Seeing The Man Who Shot Liberty Valance on the big screen was probably one of the best movie experiences I've ever had, and this time the new things I noticed all take place at the beginning and the end. I think Syl and I agree that each time we watch the film, we have less and less respect for Ransom Stoddard. Condescending in his average interaction with the good townspeople of Shinbone, he's similarly pathetic throughout the most public example of his "Mr. Law & Order" approach to the eponymous villain: instead of just picking up Tom's steak with a glare, he flops around on the floor and shrilly berates both Doniphon and Valance, making a spectacle of himself and not really convincing (except, I guess, Tom) a soul.

That Hallie's respect for Stoddard's ideals never translates into love makes the final moment on the train all the more devastating. No one ends up happy in Liberty Valance, least of all the Ericson girl. But even at the revelation of the cactus flowers - at the moment when Ransom extinguishes his match and stares, defeated, at the floor - Stoddard can't come out and promise to take Hallie back home.

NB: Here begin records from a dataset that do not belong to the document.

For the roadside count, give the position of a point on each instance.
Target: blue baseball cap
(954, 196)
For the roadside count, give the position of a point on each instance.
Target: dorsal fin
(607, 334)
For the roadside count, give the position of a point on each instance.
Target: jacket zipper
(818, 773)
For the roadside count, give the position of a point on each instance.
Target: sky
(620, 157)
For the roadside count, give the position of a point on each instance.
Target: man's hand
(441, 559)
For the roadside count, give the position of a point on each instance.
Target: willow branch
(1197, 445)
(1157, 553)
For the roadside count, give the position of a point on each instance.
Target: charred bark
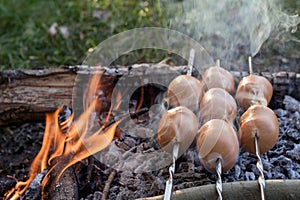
(26, 95)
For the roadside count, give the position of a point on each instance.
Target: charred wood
(26, 95)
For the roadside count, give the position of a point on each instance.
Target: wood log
(275, 189)
(26, 95)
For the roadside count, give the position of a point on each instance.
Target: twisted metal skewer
(259, 165)
(219, 181)
(169, 183)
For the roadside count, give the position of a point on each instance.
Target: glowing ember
(69, 146)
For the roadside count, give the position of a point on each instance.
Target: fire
(70, 146)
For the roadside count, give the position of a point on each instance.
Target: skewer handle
(191, 62)
(219, 181)
(259, 165)
(250, 65)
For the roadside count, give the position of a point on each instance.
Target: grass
(26, 43)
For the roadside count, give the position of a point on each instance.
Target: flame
(69, 146)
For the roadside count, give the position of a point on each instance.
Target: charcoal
(147, 175)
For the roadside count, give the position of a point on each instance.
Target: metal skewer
(191, 62)
(259, 165)
(219, 181)
(169, 183)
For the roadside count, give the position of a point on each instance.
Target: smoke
(229, 28)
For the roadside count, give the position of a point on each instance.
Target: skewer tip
(250, 65)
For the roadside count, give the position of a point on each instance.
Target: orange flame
(69, 147)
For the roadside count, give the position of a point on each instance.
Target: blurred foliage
(25, 41)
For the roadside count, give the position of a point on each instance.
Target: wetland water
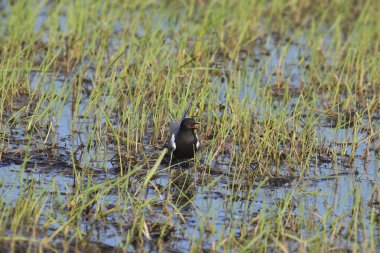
(62, 185)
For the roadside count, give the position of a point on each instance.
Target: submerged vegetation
(287, 93)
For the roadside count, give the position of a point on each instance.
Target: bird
(183, 141)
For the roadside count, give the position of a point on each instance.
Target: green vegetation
(288, 93)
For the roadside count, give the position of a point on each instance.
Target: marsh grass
(288, 97)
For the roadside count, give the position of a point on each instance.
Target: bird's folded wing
(174, 125)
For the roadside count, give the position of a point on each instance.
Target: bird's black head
(188, 124)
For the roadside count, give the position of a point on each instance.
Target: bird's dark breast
(185, 145)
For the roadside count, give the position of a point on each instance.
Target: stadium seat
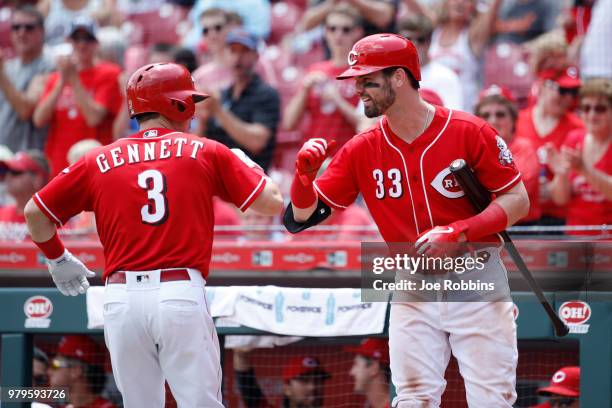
(165, 25)
(506, 65)
(284, 19)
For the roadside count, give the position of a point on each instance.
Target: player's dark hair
(387, 72)
(143, 117)
(32, 12)
(96, 377)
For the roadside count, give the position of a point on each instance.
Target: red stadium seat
(506, 65)
(285, 17)
(160, 26)
(5, 28)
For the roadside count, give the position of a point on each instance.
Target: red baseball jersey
(152, 197)
(588, 206)
(408, 187)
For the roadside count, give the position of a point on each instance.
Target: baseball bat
(480, 199)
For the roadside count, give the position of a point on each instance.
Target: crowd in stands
(539, 71)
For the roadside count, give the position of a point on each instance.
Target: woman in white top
(459, 40)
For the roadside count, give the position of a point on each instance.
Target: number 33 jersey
(408, 187)
(151, 194)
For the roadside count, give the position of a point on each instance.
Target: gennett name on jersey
(149, 151)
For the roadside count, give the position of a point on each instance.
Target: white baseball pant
(481, 335)
(157, 331)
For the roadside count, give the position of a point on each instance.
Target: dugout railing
(69, 316)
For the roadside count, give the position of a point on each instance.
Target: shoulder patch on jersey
(245, 159)
(150, 133)
(505, 156)
(445, 184)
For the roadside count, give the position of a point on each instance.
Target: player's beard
(379, 107)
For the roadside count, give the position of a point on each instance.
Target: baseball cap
(84, 23)
(374, 348)
(240, 36)
(567, 78)
(498, 90)
(565, 382)
(304, 365)
(29, 160)
(82, 348)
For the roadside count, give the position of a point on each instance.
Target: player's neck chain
(428, 118)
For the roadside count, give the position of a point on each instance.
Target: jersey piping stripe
(416, 222)
(327, 198)
(148, 138)
(252, 194)
(47, 209)
(450, 114)
(507, 184)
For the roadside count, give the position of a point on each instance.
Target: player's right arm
(63, 197)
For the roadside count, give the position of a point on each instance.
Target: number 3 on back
(156, 211)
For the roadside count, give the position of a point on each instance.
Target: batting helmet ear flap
(164, 88)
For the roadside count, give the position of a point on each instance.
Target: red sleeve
(337, 187)
(238, 182)
(575, 139)
(51, 80)
(493, 163)
(108, 91)
(66, 195)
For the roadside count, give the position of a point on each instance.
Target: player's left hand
(437, 242)
(69, 274)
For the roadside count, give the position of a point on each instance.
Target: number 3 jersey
(408, 187)
(152, 197)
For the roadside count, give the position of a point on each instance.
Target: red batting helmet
(380, 51)
(163, 88)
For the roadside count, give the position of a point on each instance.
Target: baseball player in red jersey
(152, 197)
(400, 166)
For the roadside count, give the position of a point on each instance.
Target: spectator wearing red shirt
(546, 125)
(79, 366)
(497, 106)
(330, 104)
(563, 390)
(370, 371)
(25, 174)
(81, 100)
(583, 168)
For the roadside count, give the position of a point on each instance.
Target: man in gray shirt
(21, 82)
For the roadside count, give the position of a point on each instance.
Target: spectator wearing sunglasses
(215, 73)
(24, 174)
(434, 75)
(498, 107)
(22, 80)
(563, 390)
(583, 167)
(546, 124)
(79, 366)
(378, 15)
(329, 104)
(82, 99)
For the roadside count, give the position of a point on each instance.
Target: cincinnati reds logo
(558, 377)
(445, 184)
(353, 56)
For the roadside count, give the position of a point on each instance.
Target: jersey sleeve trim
(509, 184)
(45, 210)
(327, 200)
(258, 189)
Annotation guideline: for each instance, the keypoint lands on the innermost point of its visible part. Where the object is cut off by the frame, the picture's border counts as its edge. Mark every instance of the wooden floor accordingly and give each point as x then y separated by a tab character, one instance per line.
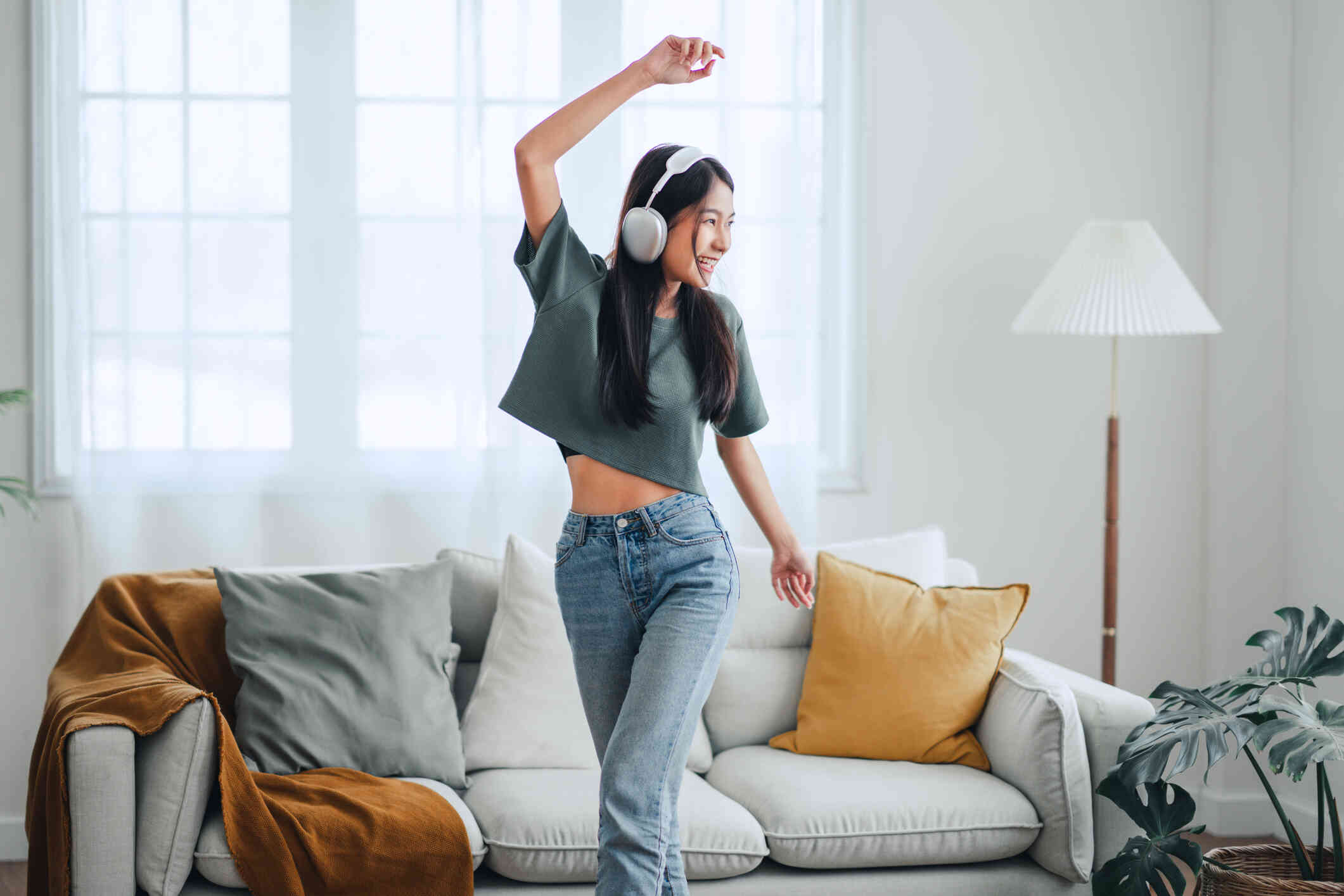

No, they'll return to Shinbone "after we get that water bill passed," meaning later, meaning - given the rumors that Stoddard is about to be approached to be Vice President - never. Stoddard is the classic New England carpetbagger: show up, steal a good man's sweetheart, and return east, with no mind at all for the ensuing devastation.

But the character who knows all this, besides Hallie, besides Tom, and besides Pompey, is Marshal Link Appleyard. Not only does Link keep his mouth shut about the Stoddards' return to Shinbone for Tom's funeral - surprising everyone who knows Link as a loudmouth, from the man at the train depot to the editor of the Star - but Link has clearly kept his mouth shut about what he knows regarding Hallie and Tom. It's Link who suggests taking Hallie to the abandoned Doniphon homestead, Link who was left in town to be Tom's friend when the Stoddards moved to Washington, and Link who seems, with Pompey and Hallie, to be the last protector of all the damage Ransom Stoddard wrought in his short tenure as citizen of the West. It isn't just Tom's sacrifice that Ranse has to carry, but the weight of that whole, small world. I wish he carried it better.